A humanidade põe-se estas perguntas com inquietude cada vez maior. Os peritos dos diversos ramos do saber procuram explicar os mecanismos específicos que influem em tudo isto de maneira directa ou indirecta. Contudo, não será que na base das várias causas e dos mecanismos complexos, que acompanham os processos do desenvolvimento e da civilização contemporânea, se encontra uma causa fundamental e última?

E esta causa fundamental não será, talvez, constituída pelo facto de se estar a perder a consciência da radical fraternidade dos homens e dos povos?

Somos todos irmãos. Uma tal fraternidade está ligada á comum filiação. Somos irmãos porque somos filhos. E mediante a filiação está ligada a paternidade do próprio Deus.
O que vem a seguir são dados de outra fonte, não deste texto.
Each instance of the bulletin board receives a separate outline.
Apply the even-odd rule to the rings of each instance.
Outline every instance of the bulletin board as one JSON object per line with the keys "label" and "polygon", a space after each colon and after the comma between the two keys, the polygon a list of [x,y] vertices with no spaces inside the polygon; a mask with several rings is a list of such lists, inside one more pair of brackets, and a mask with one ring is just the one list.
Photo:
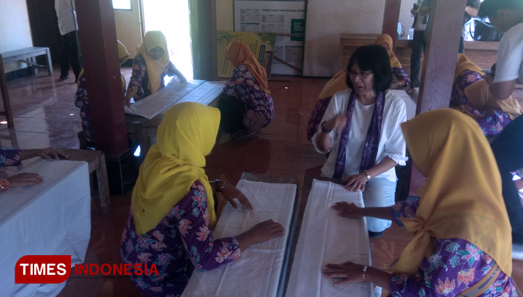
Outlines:
{"label": "bulletin board", "polygon": [[276,34],[272,73],[302,74],[304,0],[235,0],[234,31]]}

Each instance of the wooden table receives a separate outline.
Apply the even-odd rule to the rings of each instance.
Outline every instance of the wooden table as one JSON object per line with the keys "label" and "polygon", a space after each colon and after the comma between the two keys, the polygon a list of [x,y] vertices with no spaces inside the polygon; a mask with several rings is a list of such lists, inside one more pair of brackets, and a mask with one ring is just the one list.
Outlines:
{"label": "wooden table", "polygon": [[86,162],[89,167],[89,178],[92,178],[93,173],[96,173],[102,213],[107,213],[111,208],[111,197],[109,193],[109,181],[104,153],[101,151],[89,149],[59,148],[59,150],[69,154],[70,158],[68,160],[71,161]]}

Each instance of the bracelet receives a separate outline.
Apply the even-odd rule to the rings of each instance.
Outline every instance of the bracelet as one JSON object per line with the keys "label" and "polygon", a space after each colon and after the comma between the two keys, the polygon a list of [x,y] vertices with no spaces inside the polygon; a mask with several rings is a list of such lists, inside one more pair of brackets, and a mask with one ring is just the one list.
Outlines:
{"label": "bracelet", "polygon": [[326,133],[330,133],[332,129],[327,129],[325,128],[325,122],[321,123],[321,131]]}
{"label": "bracelet", "polygon": [[1,189],[3,191],[5,191],[6,190],[9,188],[9,185],[10,185],[10,183],[11,183],[9,182],[8,179],[0,179],[0,189]]}
{"label": "bracelet", "polygon": [[[221,179],[215,179],[214,182],[216,183],[216,192],[222,192],[223,188],[225,188],[225,185],[229,183],[225,181],[222,181]],[[221,183],[221,185],[219,185],[219,183]]]}
{"label": "bracelet", "polygon": [[367,181],[370,181],[370,179],[371,179],[372,178],[370,177],[370,174],[368,174],[368,173],[367,172],[367,170],[363,170],[363,174],[365,174],[365,176],[367,176]]}

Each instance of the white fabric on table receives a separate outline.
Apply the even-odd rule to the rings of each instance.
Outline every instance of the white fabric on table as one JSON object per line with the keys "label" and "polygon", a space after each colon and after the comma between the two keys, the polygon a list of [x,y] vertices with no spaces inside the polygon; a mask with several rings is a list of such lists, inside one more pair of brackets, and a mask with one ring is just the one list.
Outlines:
{"label": "white fabric on table", "polygon": [[15,284],[15,266],[26,254],[70,254],[71,267],[84,261],[91,236],[89,167],[40,159],[15,174],[21,172],[37,173],[43,183],[0,193],[0,295],[54,296],[65,282]]}
{"label": "white fabric on table", "polygon": [[171,83],[158,92],[132,103],[130,107],[126,106],[126,114],[153,119],[178,102],[203,82],[202,80],[192,80],[182,84],[172,79]]}
{"label": "white fabric on table", "polygon": [[235,236],[255,224],[272,219],[285,229],[285,235],[251,245],[240,258],[209,271],[195,271],[183,296],[275,296],[282,271],[289,227],[296,198],[294,184],[241,180],[237,188],[253,210],[235,210],[227,204],[216,227],[215,238]]}
{"label": "white fabric on table", "polygon": [[[332,208],[339,201],[363,207],[361,192],[349,192],[339,185],[314,180],[307,201],[286,297],[369,297],[370,283],[335,287],[335,279],[321,275],[326,264],[350,261],[370,265],[370,249],[363,219],[338,215]],[[362,271],[363,275],[363,271]]]}
{"label": "white fabric on table", "polygon": [[396,97],[402,98],[403,102],[405,102],[407,121],[416,116],[416,102],[412,99],[410,95],[407,94],[404,90],[390,90],[389,92],[395,95]]}

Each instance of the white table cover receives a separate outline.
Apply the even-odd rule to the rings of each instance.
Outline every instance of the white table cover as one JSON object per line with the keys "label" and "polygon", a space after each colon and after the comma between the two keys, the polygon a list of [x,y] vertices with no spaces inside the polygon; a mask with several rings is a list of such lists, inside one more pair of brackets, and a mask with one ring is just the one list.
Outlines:
{"label": "white table cover", "polygon": [[[204,105],[209,105],[222,93],[225,84],[227,84],[227,82],[205,82],[176,103],[195,102]],[[215,105],[218,106],[218,105]]]}
{"label": "white table cover", "polygon": [[0,296],[55,296],[65,282],[15,284],[15,266],[26,254],[70,254],[71,267],[84,261],[91,236],[89,167],[41,159],[20,172],[37,173],[44,181],[0,193]]}
{"label": "white table cover", "polygon": [[202,80],[192,80],[186,84],[172,79],[165,88],[158,92],[124,107],[126,114],[153,119],[163,111],[178,102],[183,96],[202,84]]}
{"label": "white table cover", "polygon": [[284,226],[285,236],[252,245],[227,265],[195,271],[182,296],[276,296],[296,186],[241,180],[237,188],[249,199],[253,210],[235,210],[227,204],[213,231],[214,238],[236,236],[269,219]]}
{"label": "white table cover", "polygon": [[328,264],[347,261],[363,265],[370,264],[365,220],[338,215],[332,206],[342,201],[363,207],[361,192],[349,192],[339,185],[314,181],[298,238],[286,297],[372,296],[370,283],[335,287],[335,280],[324,278],[321,275],[321,269]]}

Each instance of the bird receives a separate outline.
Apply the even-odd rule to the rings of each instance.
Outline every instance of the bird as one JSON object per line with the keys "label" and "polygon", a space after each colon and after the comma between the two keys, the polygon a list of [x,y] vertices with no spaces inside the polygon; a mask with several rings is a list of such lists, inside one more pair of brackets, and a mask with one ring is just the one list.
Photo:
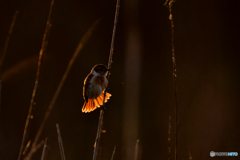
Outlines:
{"label": "bird", "polygon": [[[108,86],[108,69],[103,64],[95,65],[87,75],[83,85],[83,99],[85,100],[82,112],[89,113],[103,105],[104,91]],[[112,95],[106,92],[105,102]]]}

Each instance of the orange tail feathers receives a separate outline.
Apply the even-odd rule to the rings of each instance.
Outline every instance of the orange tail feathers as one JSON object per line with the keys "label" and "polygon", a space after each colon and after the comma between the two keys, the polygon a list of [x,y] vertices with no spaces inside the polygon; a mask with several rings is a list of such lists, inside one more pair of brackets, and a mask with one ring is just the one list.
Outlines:
{"label": "orange tail feathers", "polygon": [[94,101],[91,99],[88,99],[88,102],[84,103],[83,108],[82,108],[82,112],[83,113],[89,113],[91,111],[94,111],[97,108],[97,106],[95,105]]}
{"label": "orange tail feathers", "polygon": [[[106,92],[105,103],[108,101],[108,99],[110,99],[111,96],[112,95],[110,93]],[[97,109],[97,107],[99,108],[101,105],[103,105],[103,98],[104,98],[104,92],[102,92],[102,94],[94,100],[88,99],[88,103],[85,102],[83,105],[82,112],[89,113]]]}

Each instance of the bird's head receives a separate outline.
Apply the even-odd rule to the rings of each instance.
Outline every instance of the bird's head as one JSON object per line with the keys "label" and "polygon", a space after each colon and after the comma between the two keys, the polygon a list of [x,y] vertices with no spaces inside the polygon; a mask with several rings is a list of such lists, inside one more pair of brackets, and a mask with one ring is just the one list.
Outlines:
{"label": "bird's head", "polygon": [[107,69],[107,67],[103,64],[97,64],[92,68],[92,74],[95,76],[106,76],[107,72],[110,69]]}

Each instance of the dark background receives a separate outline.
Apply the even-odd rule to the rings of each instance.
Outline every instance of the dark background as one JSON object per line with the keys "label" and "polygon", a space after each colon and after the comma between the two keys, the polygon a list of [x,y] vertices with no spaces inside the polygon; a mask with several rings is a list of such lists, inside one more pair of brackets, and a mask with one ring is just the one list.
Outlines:
{"label": "dark background", "polygon": [[[211,159],[210,151],[240,153],[240,12],[238,1],[178,0],[173,5],[179,106],[179,159]],[[12,17],[19,10],[2,68],[0,159],[17,159],[34,86],[50,0],[0,1],[0,51]],[[171,26],[163,0],[122,0],[116,32],[109,92],[99,159],[132,159],[140,139],[139,159],[167,159],[168,119],[172,117],[171,156],[174,158],[174,94]],[[83,80],[97,63],[108,63],[115,1],[55,0],[52,29],[44,55],[39,89],[28,140],[42,121],[79,41],[99,18],[101,22],[84,46],[62,88],[41,139],[48,137],[48,159],[60,159],[55,124],[59,123],[66,159],[91,159],[99,110],[81,112]],[[129,41],[131,33],[138,41]],[[131,47],[134,43],[135,47]],[[131,67],[127,55],[136,51],[130,70],[139,73],[138,92],[126,87]],[[136,70],[136,72],[135,72]],[[130,73],[131,73],[130,72]],[[130,81],[130,80],[129,80]],[[135,96],[131,121],[125,117],[128,92]],[[125,97],[128,95],[128,97]],[[136,98],[137,97],[137,98]],[[131,96],[130,96],[131,98]],[[135,107],[136,108],[136,107]],[[124,119],[125,118],[125,119]],[[124,134],[125,122],[137,134]],[[137,122],[137,123],[136,123]],[[136,129],[137,128],[137,129]],[[128,151],[124,144],[132,145]],[[40,159],[40,149],[33,159]],[[127,156],[126,152],[132,153]],[[214,159],[237,159],[215,157]]]}

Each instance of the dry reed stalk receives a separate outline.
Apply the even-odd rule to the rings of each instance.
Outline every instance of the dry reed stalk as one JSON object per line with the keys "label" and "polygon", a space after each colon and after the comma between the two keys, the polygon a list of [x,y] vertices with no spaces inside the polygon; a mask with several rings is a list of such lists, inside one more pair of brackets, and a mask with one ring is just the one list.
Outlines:
{"label": "dry reed stalk", "polygon": [[[44,128],[44,126],[45,126],[45,124],[46,124],[46,121],[47,121],[47,119],[48,119],[48,117],[49,117],[49,115],[50,115],[50,113],[51,113],[51,111],[52,111],[52,108],[53,108],[53,106],[54,106],[54,104],[55,104],[55,102],[56,102],[56,100],[57,100],[57,98],[58,98],[59,93],[61,92],[62,86],[63,86],[65,80],[67,79],[67,76],[68,76],[68,74],[69,74],[69,72],[70,72],[70,70],[71,70],[71,68],[72,68],[72,65],[73,65],[74,61],[76,60],[79,52],[83,49],[84,45],[88,42],[90,36],[92,35],[93,29],[94,29],[95,26],[99,23],[99,21],[100,21],[100,20],[97,20],[97,21],[88,29],[88,31],[84,34],[84,36],[82,37],[80,43],[79,43],[78,46],[77,46],[77,49],[75,50],[72,58],[70,59],[70,61],[69,61],[69,63],[68,63],[68,67],[67,67],[66,71],[64,72],[64,75],[63,75],[63,77],[62,77],[62,79],[61,79],[61,81],[60,81],[60,83],[59,83],[59,85],[58,85],[57,90],[55,91],[55,93],[54,93],[54,95],[53,95],[53,98],[52,98],[52,100],[51,100],[51,102],[50,102],[50,104],[49,104],[49,106],[48,106],[48,109],[47,109],[45,115],[44,115],[43,121],[42,121],[42,123],[41,123],[41,125],[40,125],[40,127],[39,127],[39,129],[38,129],[38,131],[37,131],[37,134],[36,134],[36,136],[35,136],[35,138],[34,138],[34,140],[33,140],[33,145],[32,145],[32,148],[31,148],[31,149],[34,149],[33,146],[36,146],[36,144],[38,143],[38,140],[39,140],[39,138],[40,138],[40,136],[41,136],[41,134],[42,134],[43,128]],[[25,159],[25,160],[28,160],[28,159]]]}
{"label": "dry reed stalk", "polygon": [[111,160],[113,160],[113,157],[114,157],[115,152],[116,152],[116,146],[115,146],[114,149],[113,149],[113,154],[112,154]]}
{"label": "dry reed stalk", "polygon": [[[117,22],[118,22],[119,8],[120,8],[120,0],[117,0],[115,18],[114,18],[114,26],[113,26],[113,34],[112,34],[112,41],[111,41],[110,54],[109,54],[109,59],[108,59],[108,69],[111,69],[111,65],[112,65],[112,56],[113,56],[113,50],[114,50],[114,40],[115,40],[116,27],[117,27]],[[110,77],[110,71],[108,72],[108,75],[107,75],[108,82],[109,82],[109,77]],[[95,143],[94,143],[93,160],[96,160],[96,158],[97,158],[99,141],[100,141],[100,136],[101,136],[101,133],[102,133],[102,123],[103,123],[103,114],[104,114],[104,107],[105,107],[106,91],[107,91],[107,87],[106,87],[105,92],[104,92],[103,106],[101,107],[101,110],[100,110],[97,136],[96,136],[96,140],[95,140]]]}
{"label": "dry reed stalk", "polygon": [[[31,99],[30,108],[29,108],[29,111],[28,111],[28,116],[27,116],[26,123],[25,123],[25,128],[24,128],[24,132],[23,132],[23,138],[22,138],[22,143],[21,143],[21,147],[20,147],[20,151],[19,151],[18,160],[21,160],[21,158],[22,158],[22,152],[23,152],[23,147],[24,147],[24,144],[25,144],[27,131],[29,129],[29,123],[30,123],[30,120],[33,118],[33,115],[32,115],[33,106],[35,105],[35,98],[36,98],[36,93],[37,93],[37,88],[38,88],[40,70],[41,70],[42,61],[43,61],[43,54],[46,52],[47,39],[48,39],[49,32],[50,32],[50,29],[51,29],[51,16],[52,16],[53,5],[54,5],[54,0],[52,0],[52,2],[51,2],[51,7],[50,7],[49,15],[48,15],[48,20],[47,20],[47,25],[46,25],[46,29],[45,29],[45,32],[44,32],[44,35],[43,35],[42,47],[41,47],[41,50],[39,52],[39,60],[38,60],[36,80],[35,80],[35,85],[34,85],[34,88],[33,88],[32,99]],[[39,145],[36,145],[35,143],[32,144],[32,147],[31,147],[32,152],[34,152],[36,150],[36,148],[38,148],[37,146],[39,146]],[[32,149],[32,148],[35,148],[35,149]],[[31,152],[31,150],[30,150],[30,152]]]}
{"label": "dry reed stalk", "polygon": [[178,159],[178,105],[177,105],[177,68],[176,68],[176,58],[174,50],[174,23],[172,14],[172,5],[175,0],[166,0],[165,6],[169,10],[169,20],[171,22],[171,39],[172,39],[172,61],[173,61],[173,89],[174,89],[174,99],[175,99],[175,132],[176,132],[176,142],[175,142],[175,160]]}

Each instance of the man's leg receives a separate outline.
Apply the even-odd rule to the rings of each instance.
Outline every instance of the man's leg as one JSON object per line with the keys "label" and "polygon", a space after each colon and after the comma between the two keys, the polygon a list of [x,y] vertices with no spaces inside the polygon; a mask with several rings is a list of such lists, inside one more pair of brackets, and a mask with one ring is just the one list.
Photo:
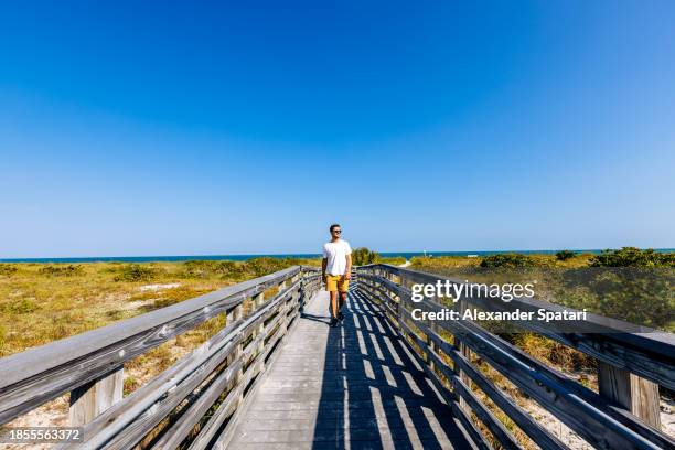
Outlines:
{"label": "man's leg", "polygon": [[342,311],[344,303],[346,303],[346,292],[340,292],[340,307],[338,308],[338,311]]}
{"label": "man's leg", "polygon": [[330,291],[331,293],[331,317],[338,317],[338,291]]}

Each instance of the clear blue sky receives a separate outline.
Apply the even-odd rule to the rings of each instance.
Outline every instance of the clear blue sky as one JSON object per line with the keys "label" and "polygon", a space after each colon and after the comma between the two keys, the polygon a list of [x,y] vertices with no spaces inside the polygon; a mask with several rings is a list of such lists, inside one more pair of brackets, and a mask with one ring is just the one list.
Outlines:
{"label": "clear blue sky", "polygon": [[0,257],[675,246],[673,1],[8,3]]}

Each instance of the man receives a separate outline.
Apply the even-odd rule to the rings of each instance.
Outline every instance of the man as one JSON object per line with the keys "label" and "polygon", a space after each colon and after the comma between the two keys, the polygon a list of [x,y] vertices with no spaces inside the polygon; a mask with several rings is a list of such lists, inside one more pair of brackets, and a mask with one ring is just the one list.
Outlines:
{"label": "man", "polygon": [[[342,307],[346,302],[346,293],[352,278],[352,248],[350,243],[340,238],[342,227],[339,224],[330,226],[331,242],[323,244],[323,261],[321,272],[325,289],[331,294],[331,326],[343,320]],[[340,306],[338,293],[340,292]]]}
Somos filhos porque temos um pai.

Quanto mais perdermos a consciência desta paternidade, ou então procurarmos eliminá-la, tanto mais deixaremos de ser irmãos; e, por consequência, tanto mais se afastam de nós a justiça, a paz e o amor social.

7. A mensagem deste ano pelo Dia Mundial da Paz tem como título: “A paz nasce de um coração novo”. Com tal mensagem a Sé Apostólica junta a sua palavra a todos aqueles esforços — por vezes desesperados — que são envidados pelos homens de boa vontade em todo o mundo, bem como pelas diversas entidades nacionais e internacionais, no sentido de garantir a paz no mundo contemporâneo.

Desejaríamos neste dia desenvolver ao máximo, em certo sentido, o conteúdo dessa mensagem, indo haurir claridade àquela luz que o Natal traz para a humanidade.

E por isso, durante este Santo Sacrifício de Jesus Cristo e da Igreja, elevamos o nosso clamor a Deus e, ao mesmo tempo, a todos os homens, implorando:

uma renovada eficácia da fraternidade universal nos corações de todos os homens;

e uma renovada eficácia da presença do Pai nas várias dimensões da vida e da convivência.

Somente num coração novo esta força pode gerar urna paz segura sobre a face da terra.

Com toda a humildade e confiança, nós entregamos o bem de uma paz assim ao cuidado da Mãe de Cristo.

Sim: nós unimos a esperança da paz, da justiça e do amor na terra à Maternidade de Maria, a Mãe de Deus!